Worldwide interest in natural products as preventive and therapeutic agents has led to a greater appreciation of the rich heritage of traditional systems of medicine (Chaturvedi et al., 2007). The plant products today symbolise safety in contrast to the synthetics products (Allison et al., 1968). These compounds can be used directly as lead for the development of new medicines or as pharmacological tools to discover new active compounds, so they can be life-saving or determine the quality of life in long-lasting diseases (Kaplan and Gottlieb, 1990; Elisabetsky and Costa-Campos, 1996; Falcao et al., 2008). For over a century, peptic ulcer disease has been one of the leading causes of gastrointestinal surgery, with high morbidity and mortality rates. The prevalence of duodenal ulcers is dominant in Western populations and gastric ulcers are more frequent in Asia (Yuan et al., 2006; Falcao et al., 2008). The treatment of peptic ulcers with plant products and the protection of induced gastric ulcer in laboratory animals using medicinal plants was reported by Disi et al. (1998) and Muralidharan and Srikanth (2009). Various herbal drugs notably Musa sapientum, Tectona grandis. Rhamnus procumbens, Rhammis triquerta, Withania somnifera, Shilajit, Dhatura fastuosa, Fluggea macrocarpa, Aegle marmelos, Zingiber officinale and Asparagus recemosus have been tried for their ulcer protective effects both experimentally (Goel and Sairam, 2002; Chaturvedi et al., 2007) and clinically (Arora and Sharma, 1990; Chaturvedi et al., 2007). On the basis of literature our present study was to evaluate the antiulcer activity of methanolic extract of Cucumis sativum L. against pylorus ligation and water immersion induced ulcer in rats.

MATERIALS AND METHODS

Plant Material
The present study was conducted at Rayat Institute of Pharmacy Department, Near Railmajra, Ropar-144533, India. Seeds were purchased from Local Grain Market Sector 26, Chandigarh (UT). Healthy looking seeds were chosen for examination (without mechanical damages and bacterial infection). The seeds were authenticated and the voucher specimen No. 0355 has been deposited in the Botanical and Environmental Science Department, Guru Nanak Dev University, Amritsar (PB). The seeds were cleaned, washed, dried at room temperature for two days and powdered. The sample was kept in air tightened light-protected containers. Further, extraction process and pharmacological evaluation was carried out during March, 2008 to Jan, 2009 period.

Drugs and Chemicals
DPPH (1,1-diphenyl-2-picrylhydrazyl) was obtained from Sigma Chemical Co. Ranitidine was obtained as free sample from Jackson Laboratories, Amritsar. Pentobarbitone (Neon pharmaceuticals), methanol, ethyl acetate, hexane and sodium hydroxide were of analytical grade and purchased from SD fine chemicals, Merk, Qualigen and Loba chemicals.

Preparation of Extract
Powdered seeds were defatted with hexane. Then extraction was carried out with different solvents of increasing polarity such as chloroform, ethyl acetate and methanol by maceration process for 16 h at room temperature. The solvent was evaporated to dryness under reduced pressure and obtained crude extracts were used for further investigation.
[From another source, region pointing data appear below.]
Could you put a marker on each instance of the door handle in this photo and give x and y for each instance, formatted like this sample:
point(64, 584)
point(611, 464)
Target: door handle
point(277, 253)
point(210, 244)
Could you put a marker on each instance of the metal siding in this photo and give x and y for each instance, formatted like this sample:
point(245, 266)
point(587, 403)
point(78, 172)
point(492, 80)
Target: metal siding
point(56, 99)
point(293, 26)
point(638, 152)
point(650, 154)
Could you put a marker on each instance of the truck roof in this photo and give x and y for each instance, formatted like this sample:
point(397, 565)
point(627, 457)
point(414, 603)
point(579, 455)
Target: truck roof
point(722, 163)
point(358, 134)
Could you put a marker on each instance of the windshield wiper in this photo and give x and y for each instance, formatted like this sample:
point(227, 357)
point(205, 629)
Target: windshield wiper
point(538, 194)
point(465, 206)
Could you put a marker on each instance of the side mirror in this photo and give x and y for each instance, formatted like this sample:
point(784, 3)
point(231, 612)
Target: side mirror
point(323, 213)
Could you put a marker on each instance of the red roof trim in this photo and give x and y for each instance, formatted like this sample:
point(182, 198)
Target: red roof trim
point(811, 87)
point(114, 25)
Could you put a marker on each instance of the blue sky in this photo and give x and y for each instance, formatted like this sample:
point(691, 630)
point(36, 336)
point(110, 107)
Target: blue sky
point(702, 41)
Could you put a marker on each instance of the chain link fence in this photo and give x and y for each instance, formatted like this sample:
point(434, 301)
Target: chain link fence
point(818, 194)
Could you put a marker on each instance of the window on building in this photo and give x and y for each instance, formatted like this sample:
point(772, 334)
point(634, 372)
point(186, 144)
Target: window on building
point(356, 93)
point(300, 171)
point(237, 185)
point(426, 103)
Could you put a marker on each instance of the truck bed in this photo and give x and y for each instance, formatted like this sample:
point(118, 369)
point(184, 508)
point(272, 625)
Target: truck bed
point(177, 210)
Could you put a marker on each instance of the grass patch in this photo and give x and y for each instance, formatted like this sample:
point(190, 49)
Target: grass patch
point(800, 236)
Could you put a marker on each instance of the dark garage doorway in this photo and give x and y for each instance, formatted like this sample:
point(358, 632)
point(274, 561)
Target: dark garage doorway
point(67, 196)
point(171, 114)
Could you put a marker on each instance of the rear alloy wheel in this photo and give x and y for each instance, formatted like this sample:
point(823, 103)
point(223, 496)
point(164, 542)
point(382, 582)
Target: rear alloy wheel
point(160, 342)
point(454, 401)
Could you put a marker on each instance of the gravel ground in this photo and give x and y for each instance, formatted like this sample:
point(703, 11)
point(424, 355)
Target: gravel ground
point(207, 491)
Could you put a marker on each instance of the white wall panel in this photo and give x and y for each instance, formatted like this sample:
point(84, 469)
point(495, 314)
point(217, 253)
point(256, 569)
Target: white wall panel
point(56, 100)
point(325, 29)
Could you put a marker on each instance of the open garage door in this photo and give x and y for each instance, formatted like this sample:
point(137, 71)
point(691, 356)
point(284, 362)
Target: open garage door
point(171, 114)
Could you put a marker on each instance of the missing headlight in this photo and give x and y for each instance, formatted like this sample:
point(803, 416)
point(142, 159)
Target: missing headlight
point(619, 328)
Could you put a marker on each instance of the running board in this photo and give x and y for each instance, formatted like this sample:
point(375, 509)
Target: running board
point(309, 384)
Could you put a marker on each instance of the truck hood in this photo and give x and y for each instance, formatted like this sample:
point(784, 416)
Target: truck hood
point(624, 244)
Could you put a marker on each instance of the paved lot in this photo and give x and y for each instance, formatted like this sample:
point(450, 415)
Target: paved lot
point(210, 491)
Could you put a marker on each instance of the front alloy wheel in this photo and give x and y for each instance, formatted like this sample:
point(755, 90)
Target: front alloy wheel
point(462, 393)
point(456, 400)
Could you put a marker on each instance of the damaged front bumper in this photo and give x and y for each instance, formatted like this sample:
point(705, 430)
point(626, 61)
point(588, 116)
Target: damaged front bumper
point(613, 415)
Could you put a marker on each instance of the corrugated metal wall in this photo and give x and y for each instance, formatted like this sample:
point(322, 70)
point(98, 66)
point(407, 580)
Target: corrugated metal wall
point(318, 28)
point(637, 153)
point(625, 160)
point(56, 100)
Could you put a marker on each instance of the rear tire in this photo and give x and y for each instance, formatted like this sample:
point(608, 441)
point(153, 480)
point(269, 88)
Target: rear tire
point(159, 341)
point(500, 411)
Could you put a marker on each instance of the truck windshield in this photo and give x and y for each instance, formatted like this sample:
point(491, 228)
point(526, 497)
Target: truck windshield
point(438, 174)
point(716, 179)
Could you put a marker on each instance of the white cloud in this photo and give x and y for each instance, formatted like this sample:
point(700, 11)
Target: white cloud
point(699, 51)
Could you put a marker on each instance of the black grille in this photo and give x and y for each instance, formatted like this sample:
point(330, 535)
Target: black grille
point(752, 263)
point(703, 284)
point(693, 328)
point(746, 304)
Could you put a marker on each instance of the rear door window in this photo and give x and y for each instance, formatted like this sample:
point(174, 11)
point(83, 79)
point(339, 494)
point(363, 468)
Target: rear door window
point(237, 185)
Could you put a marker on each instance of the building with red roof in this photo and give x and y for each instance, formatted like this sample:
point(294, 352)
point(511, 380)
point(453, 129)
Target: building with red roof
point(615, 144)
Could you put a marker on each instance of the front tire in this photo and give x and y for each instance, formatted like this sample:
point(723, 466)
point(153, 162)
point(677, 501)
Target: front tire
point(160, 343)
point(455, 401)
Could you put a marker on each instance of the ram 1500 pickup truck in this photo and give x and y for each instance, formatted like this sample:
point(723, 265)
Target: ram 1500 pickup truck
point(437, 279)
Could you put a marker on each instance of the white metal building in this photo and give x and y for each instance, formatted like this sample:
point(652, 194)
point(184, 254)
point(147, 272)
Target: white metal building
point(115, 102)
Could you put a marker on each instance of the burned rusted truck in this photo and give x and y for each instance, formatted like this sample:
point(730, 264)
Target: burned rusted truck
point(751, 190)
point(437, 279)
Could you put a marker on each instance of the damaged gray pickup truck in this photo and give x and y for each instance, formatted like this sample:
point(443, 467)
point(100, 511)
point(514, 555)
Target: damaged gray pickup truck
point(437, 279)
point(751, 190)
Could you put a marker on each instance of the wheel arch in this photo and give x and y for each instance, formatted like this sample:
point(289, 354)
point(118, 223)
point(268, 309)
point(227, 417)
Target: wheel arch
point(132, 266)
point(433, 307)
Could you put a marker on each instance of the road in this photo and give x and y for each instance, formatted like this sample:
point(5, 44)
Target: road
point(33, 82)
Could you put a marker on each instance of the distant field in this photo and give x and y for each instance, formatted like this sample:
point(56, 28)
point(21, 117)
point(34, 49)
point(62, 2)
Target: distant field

Preliminary Phytochemical Screening
The preliminary phytochemical screening of the extracts was carried out to know the different constituents present as per the standard procedures. The extracts were tested for alkaloids, sterols, triterpenes, saponins, flavonoids, tannins, carbohydrates, protein and amino acids (Harborne, 1973).

Experimental Animals
Wistar albino rats (160-180 g) of either sex were purchased from Agricultural University, Ludhiana (PB). Animals were maintained under standard environmental condition like temperature (24.0±1.0°C), relative humidity: 55-65% and 12 h light/dark cycle and had free access to feed and water ad libitum. The animals were acclimatized to laboratory condition for 1 week prior to experimentation. All animal experiments were carried out in accordance with the guidelines of CPCSEA and study was approved by the IAEC (Institutional Animal Ethical Committee) with registration No. 874/ac/05/CPCSEA).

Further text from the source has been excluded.